ジュエリー・ショー2024(ロンドン)“平和をもたらす鉱石”トークセッションについての所感
ベス・ウエスト(DFPボランティア)
会場には、人々の声が大きく響き渡っていました。それもそのはず、ロンドンのケンジントンにあるオリンピアは、明るい照明や高い天井のある巨大で広々とした場所で、会場内は活気があふれ盛況だったからです。この響き渡っている音の源が前向きな一歩であるのであれば、決して耳障りではなく、むしろ歓迎すべきものです。
英国の宝石展示会であるジュエリーショーの2024年9月2日に行われたトークセッションに、私はダイヤモンド・フォー・ピースを代表して参加しました。
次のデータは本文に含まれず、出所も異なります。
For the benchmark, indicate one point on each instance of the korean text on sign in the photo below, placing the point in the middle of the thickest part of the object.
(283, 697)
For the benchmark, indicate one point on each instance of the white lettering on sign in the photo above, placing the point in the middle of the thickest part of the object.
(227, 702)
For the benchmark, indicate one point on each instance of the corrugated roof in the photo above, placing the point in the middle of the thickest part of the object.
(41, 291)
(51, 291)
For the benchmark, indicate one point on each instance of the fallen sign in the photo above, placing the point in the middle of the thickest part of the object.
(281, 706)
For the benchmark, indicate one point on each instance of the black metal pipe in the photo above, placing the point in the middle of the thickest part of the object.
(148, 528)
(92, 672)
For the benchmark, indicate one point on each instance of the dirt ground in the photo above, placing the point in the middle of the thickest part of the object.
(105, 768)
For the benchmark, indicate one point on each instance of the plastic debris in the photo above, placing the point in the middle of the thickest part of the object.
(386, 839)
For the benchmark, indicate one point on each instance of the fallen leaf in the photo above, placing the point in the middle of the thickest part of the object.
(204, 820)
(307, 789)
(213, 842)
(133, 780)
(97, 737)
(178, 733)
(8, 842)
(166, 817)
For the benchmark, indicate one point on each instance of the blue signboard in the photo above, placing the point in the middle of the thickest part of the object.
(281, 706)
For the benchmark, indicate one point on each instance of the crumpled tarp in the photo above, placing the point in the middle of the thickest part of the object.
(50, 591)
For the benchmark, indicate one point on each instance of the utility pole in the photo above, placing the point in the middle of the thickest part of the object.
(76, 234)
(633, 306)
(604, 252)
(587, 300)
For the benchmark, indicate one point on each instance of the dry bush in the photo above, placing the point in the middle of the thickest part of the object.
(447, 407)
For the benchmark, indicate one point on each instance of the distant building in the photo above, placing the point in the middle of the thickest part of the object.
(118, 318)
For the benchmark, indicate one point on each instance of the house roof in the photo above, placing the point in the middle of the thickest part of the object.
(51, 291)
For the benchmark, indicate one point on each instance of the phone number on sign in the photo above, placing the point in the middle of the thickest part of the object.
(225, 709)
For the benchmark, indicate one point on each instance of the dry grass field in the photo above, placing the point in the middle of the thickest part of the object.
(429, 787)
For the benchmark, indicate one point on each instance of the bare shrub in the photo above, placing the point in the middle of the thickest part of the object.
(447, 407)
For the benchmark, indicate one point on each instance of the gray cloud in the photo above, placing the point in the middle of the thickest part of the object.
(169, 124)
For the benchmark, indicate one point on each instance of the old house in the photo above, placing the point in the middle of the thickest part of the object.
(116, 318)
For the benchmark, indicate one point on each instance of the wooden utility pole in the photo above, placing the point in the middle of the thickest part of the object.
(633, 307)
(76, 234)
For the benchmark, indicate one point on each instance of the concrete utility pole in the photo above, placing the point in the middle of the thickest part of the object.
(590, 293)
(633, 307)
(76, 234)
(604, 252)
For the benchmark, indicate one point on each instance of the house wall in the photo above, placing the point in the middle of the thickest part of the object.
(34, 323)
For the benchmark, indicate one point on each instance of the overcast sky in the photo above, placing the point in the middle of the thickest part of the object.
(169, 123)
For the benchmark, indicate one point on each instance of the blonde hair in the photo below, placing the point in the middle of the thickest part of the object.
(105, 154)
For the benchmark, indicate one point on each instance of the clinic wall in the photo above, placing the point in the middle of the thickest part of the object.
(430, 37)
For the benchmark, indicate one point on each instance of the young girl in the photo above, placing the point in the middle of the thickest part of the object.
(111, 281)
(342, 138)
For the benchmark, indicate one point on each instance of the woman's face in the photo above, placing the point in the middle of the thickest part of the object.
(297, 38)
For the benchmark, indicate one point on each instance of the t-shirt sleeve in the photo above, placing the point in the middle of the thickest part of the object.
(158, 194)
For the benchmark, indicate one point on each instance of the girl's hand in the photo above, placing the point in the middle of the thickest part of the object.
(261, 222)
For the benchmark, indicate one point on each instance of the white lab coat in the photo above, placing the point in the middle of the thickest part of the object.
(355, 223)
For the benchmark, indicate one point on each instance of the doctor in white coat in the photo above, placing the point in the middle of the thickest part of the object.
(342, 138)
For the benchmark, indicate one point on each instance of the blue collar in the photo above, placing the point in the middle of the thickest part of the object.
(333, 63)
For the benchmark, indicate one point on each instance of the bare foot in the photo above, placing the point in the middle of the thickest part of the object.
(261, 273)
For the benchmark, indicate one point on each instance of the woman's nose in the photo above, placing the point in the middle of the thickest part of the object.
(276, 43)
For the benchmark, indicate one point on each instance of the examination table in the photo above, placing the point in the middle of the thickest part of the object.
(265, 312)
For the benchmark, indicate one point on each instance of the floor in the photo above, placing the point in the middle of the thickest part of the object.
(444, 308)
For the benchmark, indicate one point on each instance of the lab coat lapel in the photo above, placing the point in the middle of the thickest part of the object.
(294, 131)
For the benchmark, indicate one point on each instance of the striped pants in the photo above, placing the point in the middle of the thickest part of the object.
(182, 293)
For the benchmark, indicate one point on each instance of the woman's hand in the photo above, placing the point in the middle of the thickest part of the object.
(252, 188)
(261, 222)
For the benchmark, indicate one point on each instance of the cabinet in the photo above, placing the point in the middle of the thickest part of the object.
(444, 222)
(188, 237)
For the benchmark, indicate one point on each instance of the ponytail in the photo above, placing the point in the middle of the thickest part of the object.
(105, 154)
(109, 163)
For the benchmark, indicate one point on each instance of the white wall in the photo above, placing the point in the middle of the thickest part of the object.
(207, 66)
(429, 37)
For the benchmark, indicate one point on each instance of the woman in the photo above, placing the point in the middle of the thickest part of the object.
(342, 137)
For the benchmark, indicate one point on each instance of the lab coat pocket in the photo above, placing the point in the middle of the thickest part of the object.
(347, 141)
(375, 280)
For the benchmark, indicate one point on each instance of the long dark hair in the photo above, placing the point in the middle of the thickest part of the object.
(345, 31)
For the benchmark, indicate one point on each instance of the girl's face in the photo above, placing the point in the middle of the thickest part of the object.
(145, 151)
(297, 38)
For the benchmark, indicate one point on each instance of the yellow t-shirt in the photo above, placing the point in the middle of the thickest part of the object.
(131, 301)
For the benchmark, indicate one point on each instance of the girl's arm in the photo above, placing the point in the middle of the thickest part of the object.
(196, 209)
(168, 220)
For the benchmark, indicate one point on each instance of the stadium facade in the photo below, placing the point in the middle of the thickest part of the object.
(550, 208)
また、ピースゴールドの設立者で、この業界では稀有な存在感のあるグレッグ・バレリオ氏も登壇しました。セッションの主要論点は、従来の鉱山資源産出国において、鉱物資源が紛争の原因ではなく、紛争を軽減する手段となりうるか、という点でした。
本セッションの主催者であり、責任ある調達の分野で強い発言力を持つビビアン・ジョンストン氏は、2日間にわたるイベント期間の最後に設けられたこのセッションが、希望のメッセージになってほしいと考えていました。ダイヤモンドやゴールドのような鉱石は平和を促進するのでしょうか。回答は、努力次第で「イエス」になります。私たちは、このセッションで語られた主張が、イベント中のみならず終了後も参加者の心の中に響くよう努力しました。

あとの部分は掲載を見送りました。